2. Cultivate thankfulness. Often, I tend to see my writing life as a life of “have not’s”: I have not gotten a stellar book contract yet, and I have not made much money from this endeavor. Yet—I have the freedom to write (not a small thing, after 9/11), the joy of putting my ideas on paper, and the pleasure of seeing them in print in magazines.
3. Do your best. If I strive to be the most excellent writer I can be, my work will get noticed . . . eventually.
4. Wear love. Not many angry writers get published. Oh, there are the few exceptions, but the general rule is that editors don’t like to publish—and, therefore, put up with--divas. When I approach editors the way I’d like to be treated, (another Biblical concept) I find them much more willing to work with me, and even hand me future assignments.
5. Be gracious in speech. I recently got a rejection from a magazine after I’d sent them two rewrites on an article. I nursed my wounded pride for a while, and then called to ask graciously, “Could you give me a reason for this?”
6. Stay alert. As we all know, the market is constantly changing. I must stay abreast of trends through magazines, conferences and the Internet.
7. Bring out the best in others. When I was a pre-teen, I had an uncle in publishing who showed me how to get started. Now I like to mentor aspiring writers. Helping others is part of yet another biblical mandate: “To whom much is given, much is required.”
8. Pray all the time. Paul doesn’t have to remind me about this one—I pray when I’m writing (“Oh, please give me the words”), when I’m re-writing (“Oh, give me the other words!”), and after I’ve submitted (“Please don’t let them hate this”) Sometimes I feel a bit like Sally Field receiving her Oscar (“They like me!”) when I tear open an envelope and find an acceptance letter—but I’m also praying, “Thank you!”
9. Don’t suppress the Spirit. While Paul is talking to his fellow Christians about the
Holy Spirit, I also believe all writers must work to avoid suppressing our own
spirits—our personalities--when an editor asks us to rework a piece. We must let our own voices ring!
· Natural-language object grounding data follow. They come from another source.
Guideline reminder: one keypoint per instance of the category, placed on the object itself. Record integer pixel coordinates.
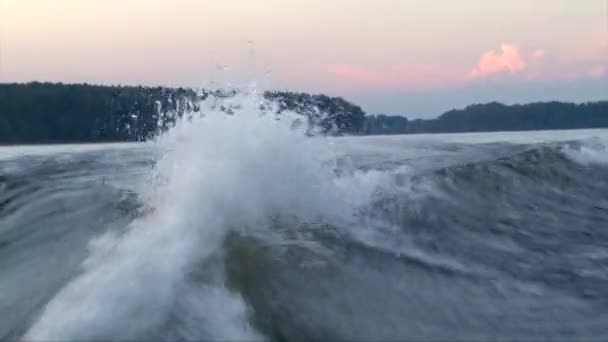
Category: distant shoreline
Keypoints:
(54, 113)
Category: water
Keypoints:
(240, 228)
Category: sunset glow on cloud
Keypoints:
(508, 59)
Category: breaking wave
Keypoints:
(240, 226)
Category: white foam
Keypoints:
(217, 173)
(590, 152)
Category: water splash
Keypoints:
(218, 171)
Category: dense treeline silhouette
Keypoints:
(59, 113)
(498, 117)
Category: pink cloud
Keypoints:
(508, 59)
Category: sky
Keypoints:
(416, 58)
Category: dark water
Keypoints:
(460, 237)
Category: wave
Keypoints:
(217, 173)
(241, 226)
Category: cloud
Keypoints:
(508, 59)
(599, 71)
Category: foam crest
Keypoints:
(217, 172)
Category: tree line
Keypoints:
(62, 113)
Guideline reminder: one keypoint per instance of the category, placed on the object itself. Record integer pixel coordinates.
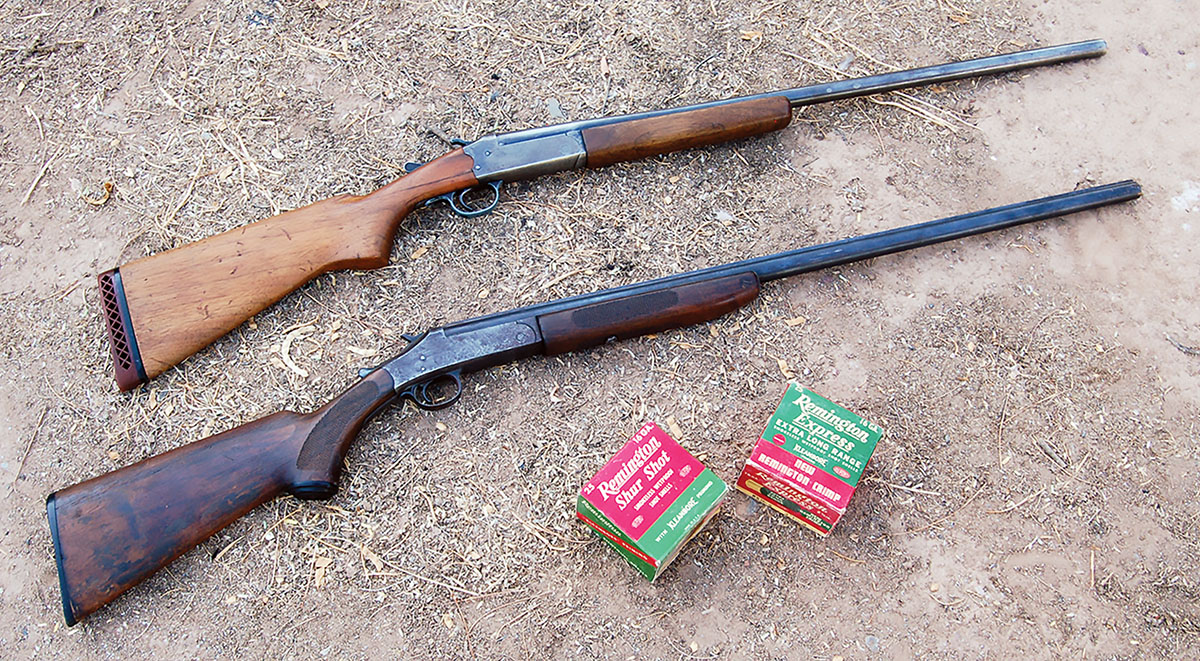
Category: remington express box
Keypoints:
(649, 499)
(809, 460)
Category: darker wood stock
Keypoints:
(634, 139)
(183, 300)
(643, 313)
(114, 530)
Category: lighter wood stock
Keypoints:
(114, 530)
(634, 139)
(185, 299)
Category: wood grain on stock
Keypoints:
(184, 299)
(114, 530)
(629, 140)
(643, 313)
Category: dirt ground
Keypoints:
(1036, 494)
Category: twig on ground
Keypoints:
(29, 446)
(1186, 349)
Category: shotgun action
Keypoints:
(165, 307)
(113, 530)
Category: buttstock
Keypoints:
(179, 301)
(114, 530)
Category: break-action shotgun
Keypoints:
(165, 307)
(113, 530)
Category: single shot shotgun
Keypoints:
(165, 307)
(113, 530)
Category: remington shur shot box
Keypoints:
(649, 499)
(809, 458)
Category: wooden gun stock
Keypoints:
(165, 307)
(114, 530)
(670, 307)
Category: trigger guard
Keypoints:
(456, 199)
(420, 395)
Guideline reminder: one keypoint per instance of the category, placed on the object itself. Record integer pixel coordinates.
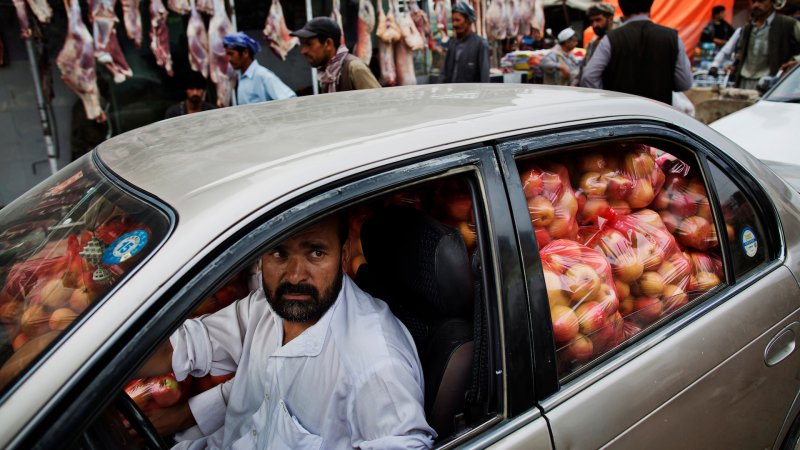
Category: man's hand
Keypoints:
(170, 420)
(788, 65)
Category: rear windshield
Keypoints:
(64, 245)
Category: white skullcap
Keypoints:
(565, 35)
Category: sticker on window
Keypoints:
(749, 242)
(125, 247)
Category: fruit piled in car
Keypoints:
(645, 216)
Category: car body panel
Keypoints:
(671, 373)
(767, 129)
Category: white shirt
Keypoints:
(352, 380)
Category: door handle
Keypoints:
(781, 346)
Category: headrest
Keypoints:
(422, 262)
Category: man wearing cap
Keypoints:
(639, 57)
(338, 70)
(601, 16)
(559, 66)
(467, 59)
(195, 91)
(256, 83)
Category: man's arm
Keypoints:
(682, 78)
(158, 364)
(593, 72)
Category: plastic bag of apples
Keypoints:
(683, 206)
(621, 176)
(552, 203)
(157, 392)
(584, 306)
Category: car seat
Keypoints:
(421, 268)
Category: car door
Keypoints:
(500, 379)
(716, 371)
Whether he was exhorting, rebuking or affirming his readers, Paul definitely had a distinctive tone--which is something I am working on in my own writing.
My favorite "Paul passage" has an encouraging tone. God led me to it one evening after I had gotten three rejections in the same week, all from publishers I was longing to work with. From I Thessalonians 5: "God didn't set us up for an angry rejection but for salvation by our Master, Jesus Christ . . . So speak [or write!] encouraging words to one another. Build up hope, so you'll all be together in this . . . Be cheerful no matter what; pray all the time; thank God no matter what happens . . .The One who called you is completely dependable. If He said it, He'll do it!" (The Message)
So write like there's no tomorrow, pray constantly, and remember: what He said, He'll do—even through you.